Crawling
Trawler: This system is responsible for visiting and collecting data from web pages. It keeps track of which pages to visit, how often to visit them, and how frequently the content changes.
Indexing
Alexandria: The core system that stores and organizes the collected web pages into an index so that they can be quickly retrieved during a search.
SegIndexer: This system categorizes documents into different tiers within the index, likely based on their relevance and importance.
TeraGoogle: A secondary system that manages documents stored for the long term on disk, ensuring they are still accessible even if they are not frequently accessed.
Rendering
HtmlrenderWebkitHeadless: A system that processes web pages with JavaScript to understand and index their content correctly, even when dynamic content is involved.
Processing
LinkExtractor: Extracts and identifies links from web pages, understanding the relationships between different pages.
WebMirror: Manages the process of recognizing and handling duplicate content and deciding which version of a page is the primary one (canonicalization).
Ranking
Mustang: The main system for scoring and ranking web pages to determine their order in search results.
Ascorer: The primary algorithm that initially ranks pages before any adjustments are made.
NavBoost: Adjusts rankings based on user behavior, such as clicks and interactions with search results.
FreshnessTwiddler: Modifies rankings based on the freshness of the content, favoring more recently updated pages.
WebChooserScorer: Determines the feature names used in evaluating snippets for search results.
Serving
Google Web Server (GWS): The server that interfaces with Google’s frontend, delivering the search results to users.
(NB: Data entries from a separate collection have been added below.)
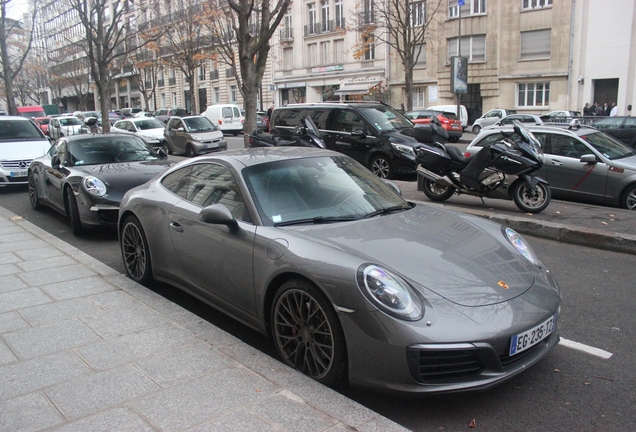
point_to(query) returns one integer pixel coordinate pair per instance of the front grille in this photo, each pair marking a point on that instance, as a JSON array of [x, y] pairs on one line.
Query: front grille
[[432, 365], [21, 164]]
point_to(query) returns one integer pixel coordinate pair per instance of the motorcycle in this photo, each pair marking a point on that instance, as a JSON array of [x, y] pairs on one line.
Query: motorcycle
[[502, 170], [307, 136]]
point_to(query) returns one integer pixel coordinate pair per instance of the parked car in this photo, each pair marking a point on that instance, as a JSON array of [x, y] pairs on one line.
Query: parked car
[[163, 114], [65, 126], [150, 130], [581, 164], [43, 124], [448, 120], [85, 176], [308, 246], [528, 119], [192, 135], [622, 128], [21, 141], [227, 117], [372, 133], [490, 118]]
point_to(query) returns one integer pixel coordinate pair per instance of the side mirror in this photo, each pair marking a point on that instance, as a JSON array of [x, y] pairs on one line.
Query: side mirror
[[589, 158], [218, 214]]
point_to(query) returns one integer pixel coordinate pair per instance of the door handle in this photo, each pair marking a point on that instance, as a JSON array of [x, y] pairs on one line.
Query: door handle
[[175, 226]]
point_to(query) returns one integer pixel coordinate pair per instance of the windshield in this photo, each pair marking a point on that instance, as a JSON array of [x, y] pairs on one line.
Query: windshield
[[199, 124], [149, 124], [15, 130], [109, 149], [318, 190], [385, 118], [608, 146]]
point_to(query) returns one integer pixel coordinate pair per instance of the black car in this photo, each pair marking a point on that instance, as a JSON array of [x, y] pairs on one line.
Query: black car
[[621, 128], [373, 133], [85, 176]]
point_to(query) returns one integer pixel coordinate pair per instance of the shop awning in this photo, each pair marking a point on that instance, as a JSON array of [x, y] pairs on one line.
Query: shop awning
[[355, 89]]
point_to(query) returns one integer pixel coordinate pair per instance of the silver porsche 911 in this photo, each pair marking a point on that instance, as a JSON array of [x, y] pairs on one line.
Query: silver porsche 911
[[350, 280]]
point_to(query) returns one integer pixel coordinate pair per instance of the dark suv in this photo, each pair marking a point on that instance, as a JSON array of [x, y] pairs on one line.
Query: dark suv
[[372, 133]]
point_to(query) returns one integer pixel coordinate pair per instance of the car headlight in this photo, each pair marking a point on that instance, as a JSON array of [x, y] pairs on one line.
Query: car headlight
[[522, 246], [94, 186], [403, 148], [389, 293]]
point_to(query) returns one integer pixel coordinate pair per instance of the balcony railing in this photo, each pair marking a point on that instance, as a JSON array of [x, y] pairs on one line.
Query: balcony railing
[[287, 33]]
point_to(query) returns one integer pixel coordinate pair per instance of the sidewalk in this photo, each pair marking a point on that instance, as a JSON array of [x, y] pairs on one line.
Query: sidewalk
[[83, 348]]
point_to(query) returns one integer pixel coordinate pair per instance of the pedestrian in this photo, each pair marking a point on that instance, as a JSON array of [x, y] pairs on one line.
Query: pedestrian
[[614, 110], [599, 109]]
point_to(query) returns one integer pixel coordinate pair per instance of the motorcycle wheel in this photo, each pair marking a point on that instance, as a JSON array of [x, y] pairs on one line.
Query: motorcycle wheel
[[533, 200], [437, 192]]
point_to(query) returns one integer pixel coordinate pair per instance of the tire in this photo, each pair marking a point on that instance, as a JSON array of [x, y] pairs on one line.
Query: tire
[[307, 332], [72, 212], [166, 147], [436, 192], [381, 167], [135, 251], [190, 151], [628, 197], [33, 194], [534, 201]]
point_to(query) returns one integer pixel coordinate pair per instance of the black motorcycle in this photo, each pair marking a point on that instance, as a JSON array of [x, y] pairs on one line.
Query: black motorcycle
[[307, 136], [501, 170]]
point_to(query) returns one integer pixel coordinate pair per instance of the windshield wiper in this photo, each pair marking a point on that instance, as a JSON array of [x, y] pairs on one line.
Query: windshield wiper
[[317, 220], [386, 211]]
SuperRoot: The central system that coordinates the processing and presentation of search results.
SnippetBrain: Generates the snippets (short descriptions) shown in search results.
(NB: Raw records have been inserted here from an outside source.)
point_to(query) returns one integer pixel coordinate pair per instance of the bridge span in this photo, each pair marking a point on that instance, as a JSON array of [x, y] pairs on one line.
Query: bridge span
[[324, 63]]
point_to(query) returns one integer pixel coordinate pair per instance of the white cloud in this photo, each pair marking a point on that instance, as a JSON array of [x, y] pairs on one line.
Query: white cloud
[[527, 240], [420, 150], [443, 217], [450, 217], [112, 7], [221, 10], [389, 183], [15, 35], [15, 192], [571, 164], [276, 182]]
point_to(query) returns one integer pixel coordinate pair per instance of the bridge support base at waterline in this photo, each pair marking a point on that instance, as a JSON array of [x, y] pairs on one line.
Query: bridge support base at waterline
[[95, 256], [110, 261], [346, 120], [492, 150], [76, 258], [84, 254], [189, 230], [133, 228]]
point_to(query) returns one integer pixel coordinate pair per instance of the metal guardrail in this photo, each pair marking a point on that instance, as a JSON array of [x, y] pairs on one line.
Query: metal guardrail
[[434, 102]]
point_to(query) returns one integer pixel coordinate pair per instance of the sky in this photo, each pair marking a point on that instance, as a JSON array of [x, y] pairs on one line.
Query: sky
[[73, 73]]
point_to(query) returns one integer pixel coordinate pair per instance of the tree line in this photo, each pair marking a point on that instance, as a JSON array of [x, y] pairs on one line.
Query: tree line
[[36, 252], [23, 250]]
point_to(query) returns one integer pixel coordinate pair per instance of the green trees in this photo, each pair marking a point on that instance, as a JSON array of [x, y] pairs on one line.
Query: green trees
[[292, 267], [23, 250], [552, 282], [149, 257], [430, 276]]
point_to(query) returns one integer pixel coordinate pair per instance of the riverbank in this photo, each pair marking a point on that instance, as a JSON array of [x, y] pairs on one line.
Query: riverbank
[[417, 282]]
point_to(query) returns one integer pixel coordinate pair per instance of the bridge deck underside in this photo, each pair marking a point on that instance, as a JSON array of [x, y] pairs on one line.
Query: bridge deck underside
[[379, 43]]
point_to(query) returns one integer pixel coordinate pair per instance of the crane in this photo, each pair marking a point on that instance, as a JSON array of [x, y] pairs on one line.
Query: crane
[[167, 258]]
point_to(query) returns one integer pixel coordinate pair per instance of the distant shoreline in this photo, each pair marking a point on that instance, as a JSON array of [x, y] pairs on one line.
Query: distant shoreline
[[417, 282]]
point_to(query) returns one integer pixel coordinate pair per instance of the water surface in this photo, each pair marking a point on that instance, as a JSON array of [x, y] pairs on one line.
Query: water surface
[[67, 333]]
Glue: Combines different types of search results (e.g., web, images, videos) using user behavior data.
Cookbook: Generates various signals that influence ranking, potentially created at runtime.
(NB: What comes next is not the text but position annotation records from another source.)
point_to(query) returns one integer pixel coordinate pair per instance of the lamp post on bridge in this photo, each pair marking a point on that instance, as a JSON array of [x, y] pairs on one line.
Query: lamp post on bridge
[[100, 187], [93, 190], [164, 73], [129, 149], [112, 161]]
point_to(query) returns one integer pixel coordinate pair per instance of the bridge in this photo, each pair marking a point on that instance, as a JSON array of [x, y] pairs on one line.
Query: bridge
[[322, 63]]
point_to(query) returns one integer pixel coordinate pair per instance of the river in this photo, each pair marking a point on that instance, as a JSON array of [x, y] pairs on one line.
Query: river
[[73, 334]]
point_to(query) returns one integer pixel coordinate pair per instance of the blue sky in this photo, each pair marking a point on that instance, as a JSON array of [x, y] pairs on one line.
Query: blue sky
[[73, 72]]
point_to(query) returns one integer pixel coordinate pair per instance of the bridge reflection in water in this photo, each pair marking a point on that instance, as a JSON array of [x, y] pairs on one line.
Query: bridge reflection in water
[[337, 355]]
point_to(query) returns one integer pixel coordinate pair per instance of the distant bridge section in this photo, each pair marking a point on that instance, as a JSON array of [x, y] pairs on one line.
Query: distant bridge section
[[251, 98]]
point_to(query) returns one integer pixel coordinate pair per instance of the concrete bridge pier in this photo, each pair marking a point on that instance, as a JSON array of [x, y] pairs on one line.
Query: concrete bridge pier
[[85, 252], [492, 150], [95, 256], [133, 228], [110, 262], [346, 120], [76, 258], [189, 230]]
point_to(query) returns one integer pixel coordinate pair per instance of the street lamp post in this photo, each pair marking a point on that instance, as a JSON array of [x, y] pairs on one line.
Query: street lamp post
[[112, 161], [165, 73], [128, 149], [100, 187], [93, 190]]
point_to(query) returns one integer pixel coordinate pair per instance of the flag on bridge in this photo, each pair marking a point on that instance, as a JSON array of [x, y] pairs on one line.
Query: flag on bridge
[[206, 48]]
Key Ranking Signals Explained
- Click and User Behavior Signals
- Clicks and Post-Click Behavior: Measures like last good click, longest click, and user interactions are tracked to understand which results are most helpful.
- NavBoost: Uses click data to adjust rankings based on how users interact with search results.
- Good and Bad Clicks: Tracks positive and negative clicks to refine rankings.
- Content and Site Quality
- Content Decay: Pages that no longer attract clicks may decrease in ranking.
- Site Authority: Measures the overall credibility and importance of a website.
- Original Content Score: Assesses the originality of short content pieces.
- TitleMatchScore: Evaluates how well the page title matches the user’s search query.
- PageRank and SiteAuthority: Initially used to rank new pages before they have accumulated their own ranking data.
- Demotions and Penalties
- Anchor Mismatch: Demotes links where the link text does not accurately reflect the linked page.
- SERP Demotion: Reduces ranking for pages that perform poorly in search results based on user dissatisfaction.
- Nav Demotion: Penalizes pages with poor navigation or user experience.
- Exact Match Domains Demotion: Reduces the ranking boost previously given to domains that exactly match search queries.
- Product Review Demotion: Lowers rankings for poor-quality product reviews.
- Location Demotions: Demotes global pages when they are less relevant to local searches.
- Porn Demotions: Explicit content is ranked lower.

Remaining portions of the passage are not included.